Kaushini Nuthyangana

Personal information
- Full name: Edirisooriya Mohottilage Kaushini Nuthyanga Heram Senavirathna
- Born: 5 August 2002 (age 24) Colombo, Sri Lanka
- Batting: Right-handed
- Role: Wicket-keeper

International information
- National side: Sri Lanka;
- ODI debut (cap 84): 20 February 2026 v West Indies
- Last ODI: 22 February 2026 v West Indies
- T20I debut (cap 52): 2 October 2022 v United Arab Emirates
- Last T20I: 8 October 2022 v Malaysia
- T20I shirt no.: 33

Domestic team information
- 2018/19–2021/22: Colts Cricket Club
- 2022: Ace Capital Cricket Club

Career statistics
| Competition | WT20I |
| Matches | 3 |
| Runs scored | 9 |
| Batting average | 3.00 |
| 100s/50s | 0/0 |
| Top score | 8 |
| Catches/stumpings | 1/– |

Medal record
Women's cricket
Representing Sri Lanka
Asia Cup
| Runner-up | 2026 UAE |  |
Asian Games
| Silver medal – second place | 2022 Hangzhou |  |
- Source: Cricinfo, 4 February 2023

= Kaushini Nuthyangana =

Sri Lankan cricketer

Edirisooriya Mohottilage Kaushini Nuthyanga Heram Senavirathna (born 5 August 2002), commonly known as Kaushini Nuthyangana is a Sri Lankan cricketer who plays for the Sri Lanka women's cricket team as a left-hand batter and wicket-keeper.

==International career==
In June 2022, Nuthyangana was named in Sri Lanka's Women's One Day International (WODI) and Women's Twenty20 International (WT20I) squad for the series against India.

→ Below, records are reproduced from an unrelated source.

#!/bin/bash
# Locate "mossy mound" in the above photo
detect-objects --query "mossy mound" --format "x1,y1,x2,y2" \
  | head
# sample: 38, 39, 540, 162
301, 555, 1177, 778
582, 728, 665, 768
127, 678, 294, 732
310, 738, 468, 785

In September 2022, she was named in the national squad for the Women's Asia Cup. She made her WT20I debut on 2 October 2023 against UAE in Women's Asia Cup 2022 at Sylhet International Cricket Stadium Academy Ground, Sylhet.

She was a member of Sri Lanka's squad for the 2023 ICC Women's T20 World Cup in South Africa.